LAbg. Mag. Josef Taucher (SPÖ) meinte, der Stadtregierung seien die Probleme in der Umwelt bewusst und Wien betreibe seit Jahren aktiven Klima- und Umweltschutz. Die Stadt setze zahlreiche Maßnahmen, auch im Bereich der Renaturierung: Als Beispiele nannte Taucher den Biosphärenpark, den Liesingbach oder auch den Ausbau des Wienerwalds. Taucher ging in seiner Rede auf die Landeshauptleutekonferenz ein: Hier gehe es um die Fassung gemeinsamer Beschlüsse und um die Einstimmigkeit. Wien sei immer solidarisch mit anderen, wenn es um gemeinsame Anliegen geht, so Taucher. Landeshauptmann Ludwig gehe auch immer über Parteigrenzen, um etwas zu verändern. Die Bundesregierung sei jedoch nicht in Bewegung gekommen. „Und jetzt geht es darum, Wien alles anzuhängen“, sagte Taucher. Er kritisierte zudem, dass die Grünen mittlerweile nur mehr eine „Kampagnenmaschine“ seien. Die Grünen müssten in der Bundesregierung mit der ÖVP reden sowie mit den ÖVP-Landeshauptleuten, um die EU-Renaturierungsverordnung auf den Weg zu bringen, forderte Taucher. Wien werde jedenfalls weiterhin dafür kämpfen und stehe für den „ehrlichen Weg des Konsens“.
LAbg.
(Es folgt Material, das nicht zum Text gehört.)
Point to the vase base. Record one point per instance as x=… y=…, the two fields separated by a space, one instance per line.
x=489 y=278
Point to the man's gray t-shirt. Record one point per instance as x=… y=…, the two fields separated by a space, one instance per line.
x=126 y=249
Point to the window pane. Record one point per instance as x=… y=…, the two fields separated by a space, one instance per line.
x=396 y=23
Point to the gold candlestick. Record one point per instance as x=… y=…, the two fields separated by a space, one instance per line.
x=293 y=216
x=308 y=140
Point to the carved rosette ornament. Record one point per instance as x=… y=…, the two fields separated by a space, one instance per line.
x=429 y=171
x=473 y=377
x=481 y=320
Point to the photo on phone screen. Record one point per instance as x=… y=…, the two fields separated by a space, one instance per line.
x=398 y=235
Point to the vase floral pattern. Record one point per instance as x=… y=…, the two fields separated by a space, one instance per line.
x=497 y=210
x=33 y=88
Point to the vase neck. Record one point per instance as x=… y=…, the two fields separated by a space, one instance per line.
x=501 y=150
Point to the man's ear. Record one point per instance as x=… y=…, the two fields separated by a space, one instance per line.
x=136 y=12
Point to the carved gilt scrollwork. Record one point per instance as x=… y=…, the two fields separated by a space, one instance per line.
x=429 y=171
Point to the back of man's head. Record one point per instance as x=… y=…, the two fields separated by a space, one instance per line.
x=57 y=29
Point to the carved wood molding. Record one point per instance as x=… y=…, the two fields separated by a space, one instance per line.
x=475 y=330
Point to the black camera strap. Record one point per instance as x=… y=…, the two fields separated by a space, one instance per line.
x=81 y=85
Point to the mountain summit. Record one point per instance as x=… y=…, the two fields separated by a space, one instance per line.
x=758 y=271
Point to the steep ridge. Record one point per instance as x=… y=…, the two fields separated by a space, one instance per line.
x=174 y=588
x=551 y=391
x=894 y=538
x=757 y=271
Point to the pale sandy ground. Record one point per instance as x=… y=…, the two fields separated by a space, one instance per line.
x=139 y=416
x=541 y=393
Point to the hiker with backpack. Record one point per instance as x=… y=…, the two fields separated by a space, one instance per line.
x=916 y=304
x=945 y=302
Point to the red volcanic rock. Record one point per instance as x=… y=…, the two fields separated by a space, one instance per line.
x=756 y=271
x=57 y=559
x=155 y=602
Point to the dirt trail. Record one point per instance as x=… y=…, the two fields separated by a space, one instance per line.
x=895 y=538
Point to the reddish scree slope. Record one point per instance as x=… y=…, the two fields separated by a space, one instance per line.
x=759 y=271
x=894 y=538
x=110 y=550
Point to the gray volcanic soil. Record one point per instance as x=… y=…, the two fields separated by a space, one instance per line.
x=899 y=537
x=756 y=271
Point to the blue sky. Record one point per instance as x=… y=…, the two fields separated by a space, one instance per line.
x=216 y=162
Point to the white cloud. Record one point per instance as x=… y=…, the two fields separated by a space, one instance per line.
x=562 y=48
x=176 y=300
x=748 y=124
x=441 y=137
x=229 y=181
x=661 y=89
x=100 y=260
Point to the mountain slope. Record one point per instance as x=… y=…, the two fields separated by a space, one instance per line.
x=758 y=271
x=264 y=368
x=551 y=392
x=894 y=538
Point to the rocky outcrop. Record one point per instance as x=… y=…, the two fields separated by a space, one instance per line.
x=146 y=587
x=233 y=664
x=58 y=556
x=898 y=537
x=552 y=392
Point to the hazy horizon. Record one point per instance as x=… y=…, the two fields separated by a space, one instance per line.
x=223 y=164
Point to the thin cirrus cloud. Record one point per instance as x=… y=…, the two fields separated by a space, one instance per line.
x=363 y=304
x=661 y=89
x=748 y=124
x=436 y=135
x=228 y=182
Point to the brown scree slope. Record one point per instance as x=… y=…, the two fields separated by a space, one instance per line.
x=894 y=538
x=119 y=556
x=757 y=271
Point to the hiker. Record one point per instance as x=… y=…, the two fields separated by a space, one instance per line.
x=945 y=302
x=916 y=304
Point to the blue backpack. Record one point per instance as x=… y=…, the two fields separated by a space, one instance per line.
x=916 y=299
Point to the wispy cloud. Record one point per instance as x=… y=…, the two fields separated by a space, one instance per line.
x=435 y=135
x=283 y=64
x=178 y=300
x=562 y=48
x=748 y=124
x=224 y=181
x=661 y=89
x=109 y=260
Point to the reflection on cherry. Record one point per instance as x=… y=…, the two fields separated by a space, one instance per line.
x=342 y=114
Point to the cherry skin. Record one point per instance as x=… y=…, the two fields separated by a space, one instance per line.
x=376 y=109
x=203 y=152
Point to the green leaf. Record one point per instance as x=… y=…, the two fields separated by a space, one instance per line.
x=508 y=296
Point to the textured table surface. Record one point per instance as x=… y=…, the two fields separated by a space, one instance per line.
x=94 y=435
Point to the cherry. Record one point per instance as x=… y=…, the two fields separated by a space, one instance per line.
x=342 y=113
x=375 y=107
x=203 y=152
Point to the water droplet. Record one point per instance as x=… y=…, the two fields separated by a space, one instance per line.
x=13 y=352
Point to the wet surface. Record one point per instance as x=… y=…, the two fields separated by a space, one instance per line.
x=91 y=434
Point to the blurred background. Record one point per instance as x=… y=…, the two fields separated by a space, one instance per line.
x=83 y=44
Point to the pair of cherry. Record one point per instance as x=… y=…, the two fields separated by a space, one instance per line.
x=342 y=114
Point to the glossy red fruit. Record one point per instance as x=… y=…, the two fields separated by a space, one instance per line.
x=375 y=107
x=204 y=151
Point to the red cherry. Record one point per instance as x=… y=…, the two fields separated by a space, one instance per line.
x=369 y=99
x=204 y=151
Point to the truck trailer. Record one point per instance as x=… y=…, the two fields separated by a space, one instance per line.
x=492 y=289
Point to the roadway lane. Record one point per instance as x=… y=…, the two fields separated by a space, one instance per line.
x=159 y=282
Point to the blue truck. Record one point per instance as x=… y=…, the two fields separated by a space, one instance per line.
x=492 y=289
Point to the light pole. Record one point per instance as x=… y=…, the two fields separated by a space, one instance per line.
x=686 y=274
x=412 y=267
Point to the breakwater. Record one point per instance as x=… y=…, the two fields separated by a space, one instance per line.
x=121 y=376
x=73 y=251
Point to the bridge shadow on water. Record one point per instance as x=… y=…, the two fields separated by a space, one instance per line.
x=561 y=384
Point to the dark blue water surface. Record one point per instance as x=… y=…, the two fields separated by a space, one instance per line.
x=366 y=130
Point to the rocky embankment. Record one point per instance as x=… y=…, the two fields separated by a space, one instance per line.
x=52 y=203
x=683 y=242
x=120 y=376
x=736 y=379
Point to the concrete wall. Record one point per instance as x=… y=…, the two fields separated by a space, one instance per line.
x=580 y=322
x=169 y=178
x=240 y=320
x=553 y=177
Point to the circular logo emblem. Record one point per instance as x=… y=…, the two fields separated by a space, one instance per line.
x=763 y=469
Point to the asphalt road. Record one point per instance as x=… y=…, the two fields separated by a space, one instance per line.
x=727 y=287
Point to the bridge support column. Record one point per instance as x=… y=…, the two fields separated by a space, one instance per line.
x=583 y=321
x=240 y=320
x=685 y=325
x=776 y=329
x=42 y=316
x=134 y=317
Dr. Jennifer Kickert (GRÜNE) zufolge müsse man versuchen, das Thema ernsthaft zu diskutieren. Als gelernte Biologin sei sie weniger optimistisch als Politiker*innen. Im Hinblick auf den aktuellen EU-Wahlkampf der Grünen meinte Kickert: „Das ist mir wurscht, ich habe wirklich andere Prioritäten“ und thematisierte die EU-Renaturierungsverordnung: Kickert sei immer schon für die Verordnung gewesen, sie werde daher auch der überarbeiteten, „verwässerten“ Verordnung zustimmen, denn letztlich brauche es diese, auch wenn sie in einigen Punkten abgeschwächt worden sei. Es gebe viele Änderungen, die Kickert zufolge „Verwässerungen“ in der Verordnung seien, aber immerhin würden jetzt alle Parteien zustimmen. Geändert habe sich in den überarbeiteten Entwürfen unter anderem, dass Landwärt*innen doch nicht verpflichtet seien, Moore wieder zu vernässen. Das, was hier getan wird, sei vorbildhaft, meinte Kickert. „Wir müssen besser werden“, sagte Kickert, aber man müsse auch sehen, dass die Verordnung nicht nur Wien betreffe, sondern die gesamte EU. Die Verordnung könne ein wenig Verbesserung für die Erde herbeiführen – und nur darum gehe es, betonte Kickert. Ihr wäre es lieber gewesen, dass sich der Wiener Landtag deutlich für die EU-Renaturierungsverordnung ausspricht, doch der Landtag begrüße nur die Zustimmung des Landeshauptmanns Ludwig. Kickert kündigte die Zustimmung der Grünen an. Sie wünschen sich aber, dass darauf Taten folgen und, dass es im „Rad der EU“ zu einer Mehrheit für die Verordnung kommt: „Denn wir brauchen sie“, schloss Kickert.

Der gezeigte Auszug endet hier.